UEC CEO Amir Adnani said: “The opportunity to acquire an advanced asset base of this quality from one of the global leaders in the nuclear energy sector is highly rare in the uranium sector anywhere in the world, let alone in our own home jurisdiction of the United States. The purchase price is equal to only 12% of our current enterprise value, yet the acquisition doubles the size of our production capacity in three key categories: total number of permitted US ISR projects, resources, and processing infrastructure.”


“Combined with our physical uranium holdings of 4.1Mlb of U.S. warehoused uranium, we now have the unparalleled ability to provide reliable domestic supply to the U.S. Uranium Reserve, as well as re-emerging demand from American and global nuclear utilities.”

In brief

IG Lithium seeks partner for US brine lithium project


The IG Global Group is looking for a strategic partner for the development of the Panamint Playa Brine Lithium Deposit, which is located in a closed basin in a unique geological setting just west of Death Valley, in the US state of California.

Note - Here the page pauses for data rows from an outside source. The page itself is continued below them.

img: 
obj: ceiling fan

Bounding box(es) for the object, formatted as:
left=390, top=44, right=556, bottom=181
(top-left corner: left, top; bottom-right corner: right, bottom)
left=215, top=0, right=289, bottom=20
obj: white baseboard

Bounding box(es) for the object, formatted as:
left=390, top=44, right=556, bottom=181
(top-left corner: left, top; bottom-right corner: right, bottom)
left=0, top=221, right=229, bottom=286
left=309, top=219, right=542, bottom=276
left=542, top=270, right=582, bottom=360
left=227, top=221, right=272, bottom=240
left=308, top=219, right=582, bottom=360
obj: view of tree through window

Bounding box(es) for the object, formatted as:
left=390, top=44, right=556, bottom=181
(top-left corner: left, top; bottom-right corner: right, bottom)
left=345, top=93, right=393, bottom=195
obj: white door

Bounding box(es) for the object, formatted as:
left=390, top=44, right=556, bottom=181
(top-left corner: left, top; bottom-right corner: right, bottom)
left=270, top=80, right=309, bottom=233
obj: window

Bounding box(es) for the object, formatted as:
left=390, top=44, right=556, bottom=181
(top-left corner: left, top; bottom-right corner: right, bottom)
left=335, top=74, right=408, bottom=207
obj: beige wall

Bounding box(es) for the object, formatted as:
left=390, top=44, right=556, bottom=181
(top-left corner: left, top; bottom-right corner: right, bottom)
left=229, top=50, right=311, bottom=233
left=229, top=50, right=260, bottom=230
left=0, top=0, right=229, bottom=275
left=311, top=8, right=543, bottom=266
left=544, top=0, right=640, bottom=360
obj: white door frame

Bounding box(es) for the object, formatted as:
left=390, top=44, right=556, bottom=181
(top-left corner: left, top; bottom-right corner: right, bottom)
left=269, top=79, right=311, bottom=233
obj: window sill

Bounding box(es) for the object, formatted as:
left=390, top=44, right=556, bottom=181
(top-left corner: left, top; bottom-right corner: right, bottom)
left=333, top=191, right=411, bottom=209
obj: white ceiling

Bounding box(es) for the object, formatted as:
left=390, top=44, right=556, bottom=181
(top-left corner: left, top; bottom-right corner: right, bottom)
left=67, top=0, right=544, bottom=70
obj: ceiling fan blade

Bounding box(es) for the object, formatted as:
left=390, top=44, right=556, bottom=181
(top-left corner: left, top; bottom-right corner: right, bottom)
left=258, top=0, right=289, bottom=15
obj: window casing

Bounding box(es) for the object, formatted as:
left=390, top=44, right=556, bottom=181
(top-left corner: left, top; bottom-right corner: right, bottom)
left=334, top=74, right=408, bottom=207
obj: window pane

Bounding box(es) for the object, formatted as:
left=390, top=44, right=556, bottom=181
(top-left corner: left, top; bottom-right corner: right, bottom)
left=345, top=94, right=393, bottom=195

Canterra acquires four Newfoundland mineral properties from NorZinc


Canadian firm Canterra Minerals has finalised the acquisition of four resource staged projects in central Newfoundland, Canada, from NorZinc: the South Tally Pond / Lemarchant Project, the Tulks South Project, the Victoria Mine, and the Long Lake Project.

Bowen obtains funding to restart Bluff coal mine in Australia


Bowen Coking Coal has closed an $8m (A$11m) placement and received a $10.9m (A$15m) debt facility from a private credit institution to enable the restart of Queensland’s Bluff Mine, following the signing of a deal last month to acquire the mine from mining contractor MACA for A$5m.

Eramet teams up with Tsingshan to build $400m lithium plant


French miner Eramet has teamed up with China’s Tsingshan Holding Group to build a $400m lithium plant in Argentina, following soaring demand for the metal and a sharp tightening of the market-leading prices to reach record levels in China.

ALROSA launches project to convert its vehicles to natural gas


Russian miner ALROSA has launched a project to convert its vehicles from gasoline and diesel to natural gas to cut greenhouse gas emissions and boost economic efficiency.